Mitsubishi Corporation becomes the first Japanese corporate on JPMorgan’s Kinexys blockchain, as the platform crosses $3 trillion in total transaction volume.
Mitsubishi Corporation just made history. The Japanese conglomerate is now the first Japanese corporate to adopt Kinexys Digital Payments, JPMorgan’s blockchain-based payment system, for intragroup USD cash management. The announcement came March 31, 2026, direct from JPMorgan’s payments newsroom.
The move connects Mitsubishi’s treasury operations across three cities. Singapore, London, and New York can now move funds between each other in near real-time, any hour, any day. No banking cut-off times. No holiday delays.
Japan’s Treasury Gets a Blockchain Upgrade
The system runs on Blockchain Deposit Accounts. Mitsubishi’s subsidiaries pre-define conditions through what Kinexys calls Programmable Payments. When those conditions are met, transfers happen automatically. The logic is simple: if-this-then-that. The result is instant fund allocation across a consolidated group.
Kazuyoshi Kawakami, Mitsubishi Corporation’s Treasurer, said liquidity management is a core source of credit strength for the company. He noted that as the firm develops and operates businesses globally across a wide array of industries, it is essential that funds raised in the market can be allocated efficiently throughout the consolidated group.

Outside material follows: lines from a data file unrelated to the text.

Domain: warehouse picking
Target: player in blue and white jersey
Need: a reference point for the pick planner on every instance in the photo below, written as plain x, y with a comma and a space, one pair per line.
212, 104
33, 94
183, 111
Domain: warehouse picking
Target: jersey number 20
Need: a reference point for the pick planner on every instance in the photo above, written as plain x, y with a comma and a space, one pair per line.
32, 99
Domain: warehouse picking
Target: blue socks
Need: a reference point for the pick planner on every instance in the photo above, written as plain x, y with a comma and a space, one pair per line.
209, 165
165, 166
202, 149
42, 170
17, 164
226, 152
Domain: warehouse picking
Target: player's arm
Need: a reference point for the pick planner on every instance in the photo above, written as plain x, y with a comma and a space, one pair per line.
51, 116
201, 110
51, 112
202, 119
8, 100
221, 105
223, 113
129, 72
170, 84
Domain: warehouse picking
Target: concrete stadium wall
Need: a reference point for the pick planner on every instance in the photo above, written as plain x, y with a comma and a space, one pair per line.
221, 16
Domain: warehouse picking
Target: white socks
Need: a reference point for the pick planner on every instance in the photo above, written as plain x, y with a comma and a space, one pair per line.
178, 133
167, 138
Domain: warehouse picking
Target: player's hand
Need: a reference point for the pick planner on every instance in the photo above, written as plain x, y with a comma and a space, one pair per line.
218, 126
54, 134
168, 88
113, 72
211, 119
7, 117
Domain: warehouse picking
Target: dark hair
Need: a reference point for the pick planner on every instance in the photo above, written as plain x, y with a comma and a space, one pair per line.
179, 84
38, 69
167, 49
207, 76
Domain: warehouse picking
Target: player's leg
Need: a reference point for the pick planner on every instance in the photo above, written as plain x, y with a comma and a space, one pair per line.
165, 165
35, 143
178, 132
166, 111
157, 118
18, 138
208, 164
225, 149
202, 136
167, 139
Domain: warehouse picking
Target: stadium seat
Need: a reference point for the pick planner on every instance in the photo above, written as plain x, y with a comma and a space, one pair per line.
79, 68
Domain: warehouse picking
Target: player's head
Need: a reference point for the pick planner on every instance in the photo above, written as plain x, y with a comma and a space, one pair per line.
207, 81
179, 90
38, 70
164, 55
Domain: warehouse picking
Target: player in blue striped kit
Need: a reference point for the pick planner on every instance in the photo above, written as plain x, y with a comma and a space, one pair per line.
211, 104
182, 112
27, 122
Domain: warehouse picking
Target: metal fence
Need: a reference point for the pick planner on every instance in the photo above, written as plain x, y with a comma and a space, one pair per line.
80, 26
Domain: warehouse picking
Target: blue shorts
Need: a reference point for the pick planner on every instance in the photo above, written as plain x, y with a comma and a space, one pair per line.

Kawakami added that instant and programmable payments can support that goal while building resilience during periods of market stress.
This matters more than it sounds. Mitsubishi operates across commodities, trading, and investment globally. Short-notice cash needs driven by market volatility are not rare. Getting funds where they need to go, instantly, is not a luxury. It is operational necessity.
$3 Trillion Milestone and a Much Bigger Target
Since its launch, Kinexys by J.P. Morgan has processed over $3 trillion in total transaction volume, with average daily transactions now exceeding $5 billion. Those are not small numbers for a blockchain platform serving institutional clients.
But JPMorgan wants more. Zack Chestnut, Global Head of Business Development for Kinexys Digital Payments, told DL News the goal is to grow these figures as fast as possible. He said JPMorgan would be pleased but not satisfied to see daily transaction value get above $10 billion per day in the foreseeable future. Chestnut also noted the Kinexys client pipeline is strong and the market should expect to hear more about client growth over the next 12 months.
Kinexys serves hundreds of clients across five continents. Central banks, commercial banks, global corporates. Mitsubishi is the latest addition, and a symbolically significant one.
Wall Street’s Blockchain Moment Is Not Slowing Down
JPMorgan is not alone in this push. Traditional financial institutions have been rebuilding core infrastructure on blockchain rails, moving well past pilots into live operations at scale. Kinexys itself started as Onyx back in 2020. The rebrand reflects how seriously JPMorgan now treats the platform.
Kenichi Igarashi, Head of J.P. Morgan Payments in Japan, said the bank values client service and is committed to offering solutions that meet client needs. He pointed to Kinexys Digital Payments specifically as an example of enabling Japanese corporations to access global, innovative products. He added that JPMorgan looks forward to growing together with clients like Mitsubishi as partners for their payment innovation journeys.
Unlike stablecoins, Kinexys deposit tokens represent funds held directly in a bank account. They can move between accounts, on-chain and off-chain, without intermediaries. That structural difference matters to institutions that cannot afford settlement risk.
Chestnut, speaking to DL News, put it plainly. He said many of the efficiencies on offer from using blockchain rails are most valuable in complex, cross-border money movement flows for sophisticated global institutions. And the appeal of Kinexys, he said, is global.
Mitsubishi becoming the first Japanese corporate on the platform signals something wider. Corporate Japan, long conservative in financial technology adoption, is starting to move. And JPMorgan, guided by a CEO who once called Bitcoin a fraud and now watches his own blockchain cross $3 trillion, is right at the center of it.